Terry McCaleb, whose heart transplant provided the plot for A Darkness More than Night, dies while out fishing: his new heart finally gives out. But his wife believes that there's a more sinister explanation, and asks Harry Bosch, who's now retired from the LAPD and working as a PI, to investigate. It soon becomes clear that an old adversary may still be at large.

This was quite a good one, although maybe I'm getting a bit Connelly'd out by now, this being the seventh of his books I've read so far this year. Reasonably standard serial-killer stuff, and reasonably standard type conflict between the PI who keeps being warned off the case by the feds, while making more progress in the case than any of them can.

The story had some sections told in the first person by Harry (although I don't remember other books about Harry being written from that pespective) and third-person narrative. What this let the author do was to give you insight into Harry's thought processes for some of the time, but withhold that from you when it would have given you advance notice of plot developments. But I didn't really like this: it seemed a bit of a cheap trick.

There were also a couple of passages written from the killer's perspective: I don't think these added anything (same problem of being unable to make sense of lunatic ramblings such as (I'm making this up) "the glory of darkness will give me rebirth"). Now in fact, given the back-story of this particular killer (ex FBI investigator) I think he could have done more here, and filled out a bit more back-story, but apart from the fact that the guy is quite proficient, not much was made of it.

This book ties quite a few things together (well, for me, having read them in this particular order anyway). As well as involving Harry with the team who investigated the Poet, it sits just before The Closers: Harry is offered the chance to return to work in the "cold cases" department and at the end of the book decides to do so. It also fills in some more information about Harry's (by now failed) marriage to Eleanor, which took place in Angels Flight.
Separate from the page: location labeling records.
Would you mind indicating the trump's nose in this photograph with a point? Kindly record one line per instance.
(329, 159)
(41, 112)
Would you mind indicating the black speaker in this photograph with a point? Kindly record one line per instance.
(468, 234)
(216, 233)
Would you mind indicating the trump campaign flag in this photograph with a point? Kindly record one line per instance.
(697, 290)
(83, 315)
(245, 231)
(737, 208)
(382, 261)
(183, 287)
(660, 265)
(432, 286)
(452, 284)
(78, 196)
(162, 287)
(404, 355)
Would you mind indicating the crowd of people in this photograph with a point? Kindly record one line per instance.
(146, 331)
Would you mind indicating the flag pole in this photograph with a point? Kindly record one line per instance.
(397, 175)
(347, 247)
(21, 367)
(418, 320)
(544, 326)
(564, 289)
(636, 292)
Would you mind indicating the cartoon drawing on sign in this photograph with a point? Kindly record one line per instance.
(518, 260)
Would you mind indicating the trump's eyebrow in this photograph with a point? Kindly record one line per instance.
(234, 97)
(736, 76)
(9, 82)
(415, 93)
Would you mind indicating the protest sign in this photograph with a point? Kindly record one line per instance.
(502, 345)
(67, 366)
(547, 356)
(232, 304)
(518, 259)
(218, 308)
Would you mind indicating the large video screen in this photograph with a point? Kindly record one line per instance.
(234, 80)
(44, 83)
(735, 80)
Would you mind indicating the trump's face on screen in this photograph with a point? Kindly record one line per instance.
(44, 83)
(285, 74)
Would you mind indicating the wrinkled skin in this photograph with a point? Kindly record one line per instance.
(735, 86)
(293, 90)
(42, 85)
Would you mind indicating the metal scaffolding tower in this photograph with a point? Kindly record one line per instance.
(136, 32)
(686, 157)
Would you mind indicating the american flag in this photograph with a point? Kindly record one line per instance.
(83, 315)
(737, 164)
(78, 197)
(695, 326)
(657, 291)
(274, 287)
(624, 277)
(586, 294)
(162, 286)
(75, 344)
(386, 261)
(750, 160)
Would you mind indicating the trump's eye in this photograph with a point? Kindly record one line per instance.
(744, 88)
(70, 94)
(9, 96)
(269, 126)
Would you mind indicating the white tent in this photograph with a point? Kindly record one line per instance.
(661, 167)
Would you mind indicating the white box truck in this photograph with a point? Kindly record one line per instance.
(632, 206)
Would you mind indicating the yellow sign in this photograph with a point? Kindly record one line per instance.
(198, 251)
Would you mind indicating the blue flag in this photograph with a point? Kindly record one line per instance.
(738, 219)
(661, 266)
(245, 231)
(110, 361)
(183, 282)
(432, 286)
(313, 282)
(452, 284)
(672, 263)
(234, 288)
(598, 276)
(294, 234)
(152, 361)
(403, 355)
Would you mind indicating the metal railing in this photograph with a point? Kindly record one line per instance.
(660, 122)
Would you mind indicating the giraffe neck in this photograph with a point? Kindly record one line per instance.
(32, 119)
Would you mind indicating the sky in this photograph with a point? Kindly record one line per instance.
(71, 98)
And, obviously, it involves the late McCaleb and his family. One thing I thought was nice was that reference is made in the book to the film that was made of the story that was told in Blood Work. Now there really is a film of that book, starring Clint Eastwood. So it's a nice twist to have fictional characters in this book discussing the real film that was made of the (to them real, but to us fictitious) story of Blood Work. And reality bleeds back into fiction too, when Eastwood himself attends McCaleb's funeral (in the book anyway).